Muhalefetin Seçim Öncesi Huzursuzluk Deneyimleri – Açık Görüş – Eurasia Review

0
Muhalefetin Seçim Öncesi Huzursuzluk Deneyimleri – Açık Görüş – Eurasia Review

Yazan: Yaşar Yakış*

Bu ay Türkiye, yalnızca dört gün süren bir siyasi huzursuzluk dönemine tanık oldu. 2 Mart’ta İyi Parti lideri Meral Akşener, muhalefet partilerinin oluşturduğu Altılı Tablo adlı koalisyondan geçici olarak ayrıldı.

Tablo, Cumhuriyet Halk Partisi olarak bilinen Türkiye’nin ana muhalefet partisi Cumhuriyet Halk Partisi, eski Başbakan Ahmet Davutoğlu’nun Gelecek Partisi, eski Başbakan Yardımcısı Ali Babacan’ın Demokrasi ve Terakki Partisi, Demokrat Parti ve AKP’den oluşuyor. Saadet Partisi, İyi Parti ile birlikte.

Geçmişte, masa etrafında işbirliği daha umut verici ve daha az umut verici dönemlerden geçmiştir. Grubun en büyük ikinci partisinin lideri Akşener’in CHP lideri Kemal Kılıçdaroğlu’nun yaklaşan cumhurbaşkanlığı seçimleri için en iyi aday olmayabileceğini ima etmesiyle kibar ama hoş bir işbirliği gelişti.

Akşener, Kılıçdaroğlu’nun adaylığına, bu kadar çok oy almasının beklenmediği gerekçesiyle sürekli olarak karşı çıktı. Nitekim kamuoyu yoklamaları, muhalefetin başında Ankara Belediye Başkanı Mansur Yavaş’ın, ardından İstanbul Belediye Başkanı Ekrem İmamoğlu’nun geldiğini doğruladı. Kılıçdaroğlu ısrarla üçüncü sırada kaldı. Aksner, önümüzdeki seçimlerin çok çekişmeli geçeceğini ve bu nedenle muhalefet bloğunun gereksiz riskler almaması gerektiğini her fırsatta vurguladı.

Bu soru uzun süredir masada dolaylı olarak tartışılıyor. Ancak 2 Mart’ta ilk kez net sözlerle kaldırıldı. Aksner, en olası kazananın cumhurbaşkanı adayı olarak belirlenmesi gerektiğini yineledi. Bir “masa turu” yapıldı ve diğer beş partinin de liderleri, Akşener’in masadan çekildiği Kılıçdaroğlu’nun adaylığını destekledi. Bunu parlak bir açıklamayla yaptı ama aynı zamanda belediye başkanlarını – Yavaş ve İmamoğlu – “görevlerini almaya”, yani ana muhalefet partisinden istifa edip kendi kampanyalarını yürütmeye çağırdı. Ancak bu iki belediye başkanı parti disiplini gereği görevlerinde kaldı.

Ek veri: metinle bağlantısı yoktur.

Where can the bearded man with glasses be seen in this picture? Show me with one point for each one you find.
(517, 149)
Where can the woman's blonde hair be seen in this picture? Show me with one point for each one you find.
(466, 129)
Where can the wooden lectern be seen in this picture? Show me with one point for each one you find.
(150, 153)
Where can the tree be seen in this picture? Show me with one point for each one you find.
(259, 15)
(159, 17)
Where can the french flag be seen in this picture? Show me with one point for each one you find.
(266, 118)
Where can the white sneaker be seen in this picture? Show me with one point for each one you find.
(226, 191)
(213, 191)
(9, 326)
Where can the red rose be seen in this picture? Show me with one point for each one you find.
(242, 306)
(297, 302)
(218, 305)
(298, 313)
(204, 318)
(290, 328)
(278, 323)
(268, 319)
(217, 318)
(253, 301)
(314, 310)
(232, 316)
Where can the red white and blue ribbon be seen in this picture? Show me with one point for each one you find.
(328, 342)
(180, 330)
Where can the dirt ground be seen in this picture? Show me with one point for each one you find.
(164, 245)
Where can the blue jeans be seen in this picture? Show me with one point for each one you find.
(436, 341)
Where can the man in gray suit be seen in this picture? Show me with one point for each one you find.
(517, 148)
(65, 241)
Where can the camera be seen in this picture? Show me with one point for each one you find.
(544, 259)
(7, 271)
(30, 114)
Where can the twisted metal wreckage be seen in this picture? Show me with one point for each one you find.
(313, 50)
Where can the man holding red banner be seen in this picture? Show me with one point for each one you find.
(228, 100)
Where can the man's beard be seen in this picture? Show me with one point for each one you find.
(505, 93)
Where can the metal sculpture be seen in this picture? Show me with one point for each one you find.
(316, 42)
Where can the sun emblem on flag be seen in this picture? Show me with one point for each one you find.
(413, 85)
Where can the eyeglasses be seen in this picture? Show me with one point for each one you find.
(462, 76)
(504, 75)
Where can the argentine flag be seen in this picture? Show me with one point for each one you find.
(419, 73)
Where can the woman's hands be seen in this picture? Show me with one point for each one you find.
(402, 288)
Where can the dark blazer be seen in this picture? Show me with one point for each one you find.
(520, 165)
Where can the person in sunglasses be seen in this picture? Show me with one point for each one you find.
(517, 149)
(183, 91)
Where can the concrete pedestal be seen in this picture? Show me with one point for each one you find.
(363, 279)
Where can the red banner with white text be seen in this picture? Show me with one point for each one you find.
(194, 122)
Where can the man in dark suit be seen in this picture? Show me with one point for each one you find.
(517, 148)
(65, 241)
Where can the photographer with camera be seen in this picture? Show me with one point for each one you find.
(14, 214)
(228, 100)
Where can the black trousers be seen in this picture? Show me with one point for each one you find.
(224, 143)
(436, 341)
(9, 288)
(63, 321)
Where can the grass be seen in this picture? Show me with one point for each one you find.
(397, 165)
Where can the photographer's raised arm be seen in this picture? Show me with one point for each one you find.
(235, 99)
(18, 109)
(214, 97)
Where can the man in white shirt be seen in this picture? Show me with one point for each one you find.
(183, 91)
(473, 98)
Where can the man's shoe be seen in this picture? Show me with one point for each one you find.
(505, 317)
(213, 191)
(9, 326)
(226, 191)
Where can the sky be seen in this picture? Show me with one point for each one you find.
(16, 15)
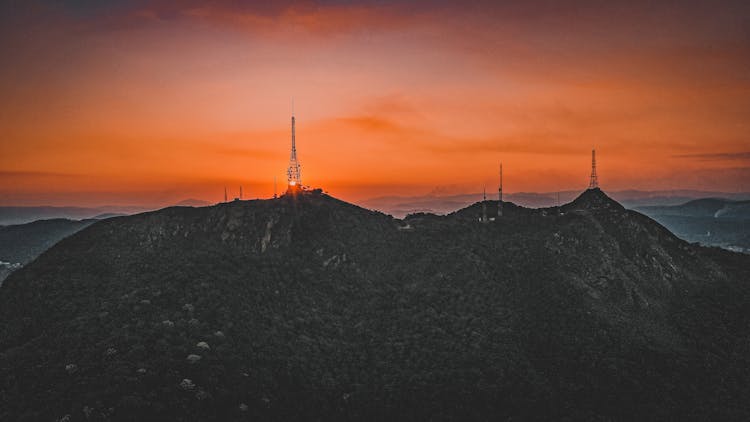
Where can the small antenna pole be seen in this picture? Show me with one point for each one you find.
(594, 180)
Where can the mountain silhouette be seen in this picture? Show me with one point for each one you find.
(307, 307)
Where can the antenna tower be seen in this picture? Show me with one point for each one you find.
(500, 194)
(294, 174)
(484, 204)
(594, 181)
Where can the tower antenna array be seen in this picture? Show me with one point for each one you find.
(500, 194)
(594, 181)
(484, 204)
(294, 174)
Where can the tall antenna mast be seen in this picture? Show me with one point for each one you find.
(500, 194)
(294, 175)
(484, 204)
(594, 181)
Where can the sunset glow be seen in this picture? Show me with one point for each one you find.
(151, 104)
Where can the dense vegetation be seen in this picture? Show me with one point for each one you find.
(23, 242)
(311, 308)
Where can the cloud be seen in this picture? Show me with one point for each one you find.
(720, 156)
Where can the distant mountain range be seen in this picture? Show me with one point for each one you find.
(307, 307)
(21, 215)
(710, 221)
(400, 206)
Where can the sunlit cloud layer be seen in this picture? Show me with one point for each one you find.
(148, 103)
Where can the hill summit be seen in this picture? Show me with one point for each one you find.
(307, 307)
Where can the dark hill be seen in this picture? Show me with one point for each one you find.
(312, 308)
(23, 242)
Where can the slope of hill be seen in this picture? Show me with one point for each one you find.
(312, 308)
(24, 242)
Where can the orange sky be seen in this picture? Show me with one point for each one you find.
(148, 104)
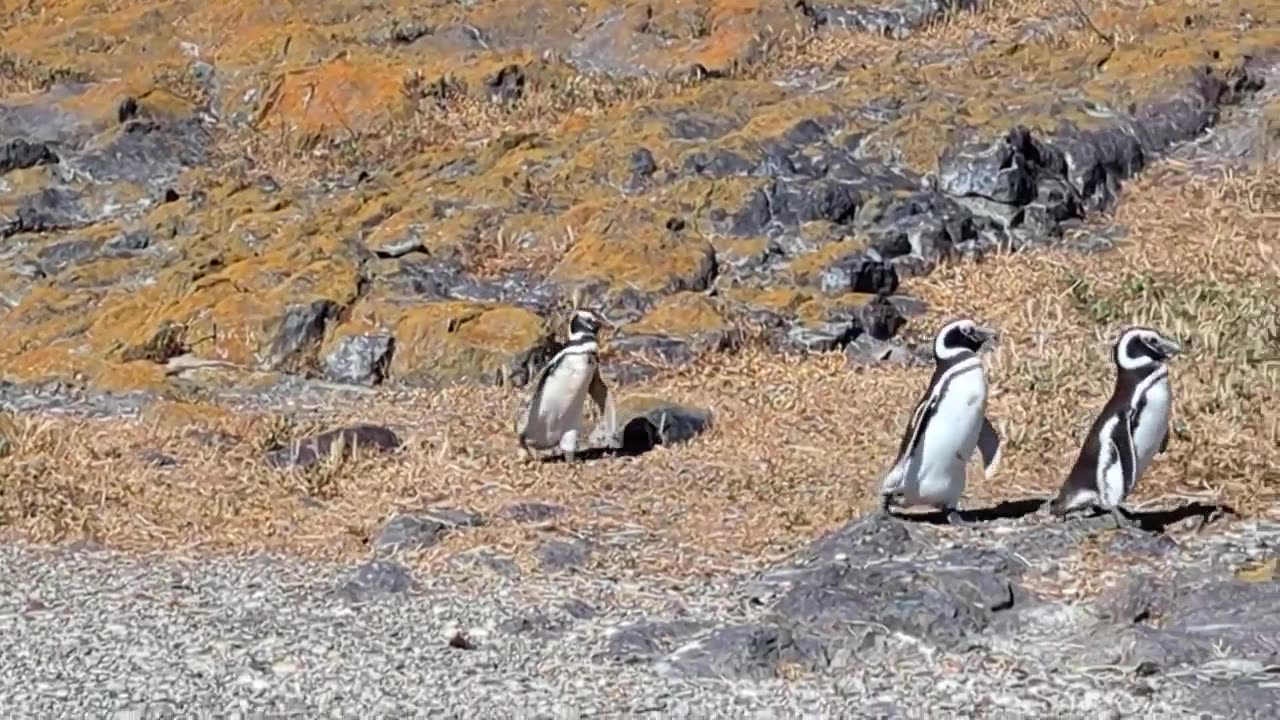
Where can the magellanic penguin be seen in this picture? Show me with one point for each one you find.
(950, 422)
(1129, 431)
(554, 413)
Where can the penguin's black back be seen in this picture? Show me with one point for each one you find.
(1083, 475)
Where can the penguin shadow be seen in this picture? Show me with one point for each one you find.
(1005, 510)
(639, 436)
(1160, 520)
(1148, 520)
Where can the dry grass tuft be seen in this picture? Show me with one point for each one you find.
(798, 446)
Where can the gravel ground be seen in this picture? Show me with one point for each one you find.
(97, 634)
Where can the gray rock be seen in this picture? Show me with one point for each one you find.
(300, 332)
(421, 531)
(645, 641)
(531, 511)
(360, 359)
(375, 579)
(18, 154)
(561, 555)
(860, 272)
(314, 450)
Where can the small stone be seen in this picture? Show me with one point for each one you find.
(531, 511)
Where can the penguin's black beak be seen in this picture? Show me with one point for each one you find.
(1166, 347)
(986, 337)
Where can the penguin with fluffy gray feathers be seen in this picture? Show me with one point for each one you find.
(553, 415)
(949, 424)
(1128, 433)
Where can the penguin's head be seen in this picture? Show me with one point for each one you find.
(585, 324)
(1139, 347)
(961, 336)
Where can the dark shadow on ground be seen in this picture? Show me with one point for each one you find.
(1151, 520)
(1157, 520)
(639, 436)
(1006, 510)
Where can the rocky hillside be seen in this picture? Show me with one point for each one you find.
(406, 192)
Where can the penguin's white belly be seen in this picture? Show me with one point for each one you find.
(1152, 424)
(947, 443)
(560, 408)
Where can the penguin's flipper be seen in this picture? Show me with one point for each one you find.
(924, 410)
(603, 400)
(1118, 456)
(990, 447)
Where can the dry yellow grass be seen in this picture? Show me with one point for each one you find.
(798, 446)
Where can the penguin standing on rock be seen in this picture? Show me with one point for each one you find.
(554, 413)
(950, 422)
(1129, 431)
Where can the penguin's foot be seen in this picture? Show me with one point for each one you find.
(886, 502)
(1123, 522)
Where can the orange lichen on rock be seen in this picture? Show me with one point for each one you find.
(444, 342)
(631, 247)
(681, 315)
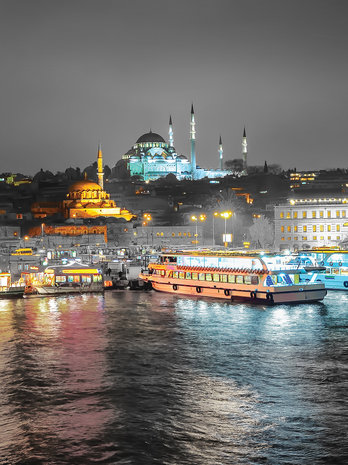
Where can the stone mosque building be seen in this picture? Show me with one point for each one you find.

Geçen hafta parti büyüklerinin uzlaşma çabaları sayesinde kriz aşıldı ve Kılıçdaroğlu, 14 Mayıs’ta yapılacak seçimlerde altı muhalefet partisinin cumhurbaşkanı adayı olarak resmen ilan edildi. Oylama hazırlıkları.

Bu kısa süreli krizin ardından, Altı Çizelgesi adayının bir sonraki seçimde cumhurbaşkanı seçilmesi durumunda, iki belediye başkanını “zamanı gelince” belirli görevleri olan başkan yardımcıları olarak ataması kararlaştırıldı. . Bu cümle, Aksner’in taleplerinin karşılanması için zorlu müzakerelerin gerekli olduğu izlenimini veriyor.

Krizin sona ermesinin ardından 12 maddelik bir açıklama yayınlandı. Bu manifesto, Altı Tablo uzmanları tarafından aylar boyunca hazırlanan, müzakere edilen ve nihai haline getirilen binlerce sayfalık belgeyi özetlemektedir. Muhalefet partilerinin iktidara geldiklerinde neyi başarmayı amaçladıklarını açıklıyor. Bunlar arasında, güçlendirilmiş parlamenter sistemin yeniden kurulması, bakanlıkların dağılımı ve bakanların atanma ve görevden alınma biçimleri yer alıyor.

Bu anlaşmazlığın diğer tarafların iş birliğini nasıl etkileyeceği net değil. Bazı analistler, bu noktada bu tür olayların meydana gelmesi halinde, daha somut çıkarların söz konusu olduğu bir zamanda benzer bir olayın beklenebileceğine inanıyor. Altılı Tablo seçimi kazanırsa bu, işbirliklerinin geleceği için kötü bir alâmet olabilir.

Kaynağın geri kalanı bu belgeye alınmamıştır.